Visit DelfontMacIntosh.co.uk

The Book of Dust – La Belle Sauvage

Seventeen years after his ground-breaking production of His Dark Materials at the National Theatre, Nicholas Hytner returns to Phillip Pullman’s parallel universe to direct a gripping adaptation by Bryony Lavery. Pullman’s The Book of Dust – La Belle Sauvage takes place 12 years before the Dark Materials trilogy. Two young people and their dæmons, with everything at stake, find themselves at the centre of a terrifying manhunt. In their care is a tiny child called Lyra Belacqua, and in that child lies the fate of the future. As the waters rise around them, powerful adversaries conspire for mastery of Dust: salvation to some, the source of infinite corruption to others. 

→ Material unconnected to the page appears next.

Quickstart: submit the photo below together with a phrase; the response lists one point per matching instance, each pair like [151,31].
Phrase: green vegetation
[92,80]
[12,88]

Bridge Theatre, Tower Bridge, SE1 2SG; 11th July-10th October

Visit BridgeTheatre.co.uk

Sister Act The Musical

Academy Award-winning actress Whoopi Goldberg is back as Deloris Van Cartier, with Bafta award-winner Jennifer Saunders in the role of Mother Superior, as Sister Act The Musical comes to London for 39 performances this summer. This tribute to the universal power of friendship, sisterhood and music tells the story of the disco diva whose life takes a surprising turn when she witnesses a murder. Under protective custody, she is hidden in the one place she won’t be found – a convent. Disguised as a nun and under the suspicious watch of Mother Superior, Deloris helps her fellow sisters find their voices as she unexpectedly rediscovers her own.